ベンチの男性はごにょごにょ返していたが、その返しにさらにヒートアップ。

ベンチの女性が「すみません。こちらが悪かったです。謝ります」

と言い始めたが、立ってる男性は

「謝れ!!お前じゃ!!ボケ!!カス!!」

※「クソ、死ね」だったかもしれない(関西弁ふうだった)

※たった3日前のことなのになんと言ってたか、もう覚えてない。私のボキャブラリーでは再現できない。

 

「謝ります、すみません」とベンチの女性が何度か言うが、女性に謝ってる感はあまりなく、口だけという感じは見るからに分かったので、男性の怒りはおさまらない。

「謝れ!!こっちはな、花見に来とんじゃ!!遠くから」

「それはこちらも同じです」(なんじゃそら)

 

状況から推測するに、ファーム富田までの道路には長い長い車の渋滞があった、たぶん渋滞の車中でカチンとくるようなトラブルがあったのだろうと思う。

駐車したあと、追いかけてきてベンチに座っている3人を見つけて文句をつけた風だった。(だって突然始まったもの)

携帯に録画しているものを消せ、とも言ってるようだった。

携帯の画面を見せて消すところを確認している風でもあった。

 

私はソフトクリームの陰から、ちらちらと盗み見していたが、となりのベンチなので距離にして3,4mだが内容はよく分からなかった。

その場の空気がいっぺんで変わっていやーな空気になったのははっきりと分かった。

 

どうおさめるんだろうと固唾をのんで、盗み見を続けていたが、そろそろソフトクリームがなくなるか、くらいの時間がたったが収まらない。

男性がひたすら大きな声で怒鳴り続けている。

これだけの時間、公衆の面前で、怒りのエネルギーを持続させて怒鳴り続けるのって、すごい。

この人の脳の中ではどういう回路が作動しているのだろうかと思ったりした。

だけど、大声の怒声を近くであびるというのは、関係ない他人でもいやな気持になるし、消耗する。

 

連れの女性が「もういいじゃない」「謝ってるじゃない(女性の方が)」「もうやめてよ」「やめて」

「恥ずかしいっ」

の一言でちょっとだけ、ひるんだようだった。

怒鳴りながらも連れの女性に連れ去られた。

 

ソフトクリームはまだなくならないので、今度は去って行った方向を盗み見していたが、歩きながら、立ち止まりながら、連れの女性に向かってどなり続けていた。

手を出すんじゃないかと心配したが、それはなかった。

 

怒鳴り声はまだ続いていたが、ソフトクリームがなくなったので、「行こか」と我々も立ち去った。

 

「連れの女性が気の毒。

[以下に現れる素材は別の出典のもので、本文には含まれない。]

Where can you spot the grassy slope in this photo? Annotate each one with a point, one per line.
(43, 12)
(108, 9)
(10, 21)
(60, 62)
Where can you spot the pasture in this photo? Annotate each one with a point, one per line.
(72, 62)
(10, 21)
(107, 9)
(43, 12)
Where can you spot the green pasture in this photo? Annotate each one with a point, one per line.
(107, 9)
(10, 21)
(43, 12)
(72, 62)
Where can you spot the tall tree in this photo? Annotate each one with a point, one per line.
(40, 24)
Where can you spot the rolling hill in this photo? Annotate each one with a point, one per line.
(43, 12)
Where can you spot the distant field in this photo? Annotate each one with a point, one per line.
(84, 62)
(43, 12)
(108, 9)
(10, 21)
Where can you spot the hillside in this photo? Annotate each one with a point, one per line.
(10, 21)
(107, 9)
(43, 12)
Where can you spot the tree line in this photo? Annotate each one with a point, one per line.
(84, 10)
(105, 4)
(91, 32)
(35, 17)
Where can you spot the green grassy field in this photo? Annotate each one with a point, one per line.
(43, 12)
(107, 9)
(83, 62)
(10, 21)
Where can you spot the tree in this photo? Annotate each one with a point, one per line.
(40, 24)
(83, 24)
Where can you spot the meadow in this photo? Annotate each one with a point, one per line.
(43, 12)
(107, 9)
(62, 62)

ほんとにかわいそう。私なら明日には別れるね」

「今からラベンダーを一緒に見てもちっとも楽しくないだろうね。私ならもう帰るかな」

「でもああいうのからは簡単に逃れられないからね。走って逃げても追いかけられるな」

「タクシーもこの渋滞じゃこないし」

「どうにかして帰って荷物まとめて出て行くかな。だけどある程度準備には時間かけた方がいいからな。いったんは一緒に帰るしかないか」

 

など、いろいろ言ったが夫はいっさい乗ってこなかった。(つまんない)

「私なら、はもういいんじゃないの」

「確かに。せっかくのラベンダーが最後、いやな気持になったね」

 

でも私はしばらく考え続けてしまった。

怒鳴る相手がもし、がたいがよくマッチョな大男だったら、日本語できない外国人だったら、一緒にいたのが女二人でなくこわもて三人組だったら、あんなに怒鳴ることはしなかっただろう。

ちゃんと相手を選んでるはずだ、脳が。

だとしたらあれは何なのだ、ただのストレス発散なのか?

大事な人を失うかもしれないというのに(失わないかもしれないが尊敬はされない、信用はガタ落ち)。